Dataset national_speech_corpus_sg_imda
Description The National Speech Corpus (NSC) is the first large-scale Singapore English corpus spearheaded by the Info-communications and Media Development Authority (IMDA) of Singapore. It aims to become an important source of open speech data for automatic speech recognition (ASR) research and speech-related applications. The NSC improves speech engines’ accuracy of recognition and transcription for locally accented English. The NSC is also able to contribute to speech synthesis technology where an AI voice can be produced that is more familiar to Singaporeans, with local terms pronounced more accurately. Part 1 features about 1000 hours of prompted recordings of phonetically-balanced scripts from about 1000 local English speakers. Part 2 presents about 1000 hours of prompted recordings of sentences randomly generated from words based on people, food, location, brands, etc, from about 1000 local English speakers as well. Transcriptions of the recordings have been done orthographically and are available for download. Part 3 consists of about 1000 hours of conversational data recorded from about 1000 local English speakers, split into pairs. The data includes conversations covering daily life and of speakers playing games provided. Links to Part 4, 5, 6 are included in the DropBox.

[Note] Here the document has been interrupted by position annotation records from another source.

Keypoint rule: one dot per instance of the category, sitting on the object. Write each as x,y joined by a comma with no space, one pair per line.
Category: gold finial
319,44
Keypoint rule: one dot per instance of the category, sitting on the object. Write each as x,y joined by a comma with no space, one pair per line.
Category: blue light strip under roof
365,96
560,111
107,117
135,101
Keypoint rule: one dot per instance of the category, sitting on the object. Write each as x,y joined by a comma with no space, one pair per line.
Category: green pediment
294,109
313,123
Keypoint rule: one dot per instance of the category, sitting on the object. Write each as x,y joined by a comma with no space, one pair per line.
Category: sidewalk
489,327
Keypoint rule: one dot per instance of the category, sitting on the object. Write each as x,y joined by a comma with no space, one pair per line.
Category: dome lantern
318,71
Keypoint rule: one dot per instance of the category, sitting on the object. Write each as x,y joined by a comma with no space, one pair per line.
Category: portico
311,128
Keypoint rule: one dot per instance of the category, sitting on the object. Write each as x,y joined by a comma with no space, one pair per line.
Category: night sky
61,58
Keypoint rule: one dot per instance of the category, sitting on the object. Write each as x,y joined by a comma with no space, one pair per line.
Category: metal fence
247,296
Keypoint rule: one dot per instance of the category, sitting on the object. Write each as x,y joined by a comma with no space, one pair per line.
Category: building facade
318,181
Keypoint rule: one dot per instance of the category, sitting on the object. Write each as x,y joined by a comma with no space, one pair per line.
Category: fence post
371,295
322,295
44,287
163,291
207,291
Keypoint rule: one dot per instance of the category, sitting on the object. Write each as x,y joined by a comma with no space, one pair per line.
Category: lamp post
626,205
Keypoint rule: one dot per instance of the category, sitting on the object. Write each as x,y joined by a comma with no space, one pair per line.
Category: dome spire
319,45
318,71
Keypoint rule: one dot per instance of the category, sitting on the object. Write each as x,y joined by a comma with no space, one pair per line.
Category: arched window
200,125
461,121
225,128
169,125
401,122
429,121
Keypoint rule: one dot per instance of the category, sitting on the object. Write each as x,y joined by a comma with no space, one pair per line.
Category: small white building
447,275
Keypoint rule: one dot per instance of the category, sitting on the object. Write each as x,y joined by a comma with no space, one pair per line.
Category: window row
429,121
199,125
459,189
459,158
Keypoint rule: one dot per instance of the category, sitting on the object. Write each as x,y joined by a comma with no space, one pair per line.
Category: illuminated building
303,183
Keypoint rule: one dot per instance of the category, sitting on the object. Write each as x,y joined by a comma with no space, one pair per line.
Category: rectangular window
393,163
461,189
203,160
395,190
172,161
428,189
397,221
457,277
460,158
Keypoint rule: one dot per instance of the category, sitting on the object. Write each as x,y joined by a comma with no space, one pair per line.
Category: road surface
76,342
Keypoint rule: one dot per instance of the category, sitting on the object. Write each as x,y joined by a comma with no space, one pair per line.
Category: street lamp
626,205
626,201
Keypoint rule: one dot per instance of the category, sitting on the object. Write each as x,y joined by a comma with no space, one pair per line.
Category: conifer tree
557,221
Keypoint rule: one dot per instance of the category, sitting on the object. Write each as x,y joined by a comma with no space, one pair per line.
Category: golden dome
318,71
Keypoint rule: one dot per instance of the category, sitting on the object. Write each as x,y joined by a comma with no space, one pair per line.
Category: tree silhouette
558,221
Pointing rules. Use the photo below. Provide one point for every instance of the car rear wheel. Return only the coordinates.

Please open the DropBox via the desktop application since the folder is very large.
Subsets read_balanced, read_pertinent, conversational_f2f, conversational_telephone
Languages eng
Tasks Automatic Speech Recognition, Text-To-Speech Synthesis
License Other (other)
Homepage https://www.imda.gov.sg/how-we-can-help/national-speech-corpus
HF URL -
Paper URL https://docs.google.com/forms/d/e/1FAIpQLSd3k8wFF4GQP4yo_lDAXKjCltfYk-dE-yYpegTnCB20kr7log/viewform
mrqorib commented 6 months ago

self-assign

holylovenia commented 6 months ago

Adding the bonus+3 flag due to the dataset's massive size and complicated directory structure.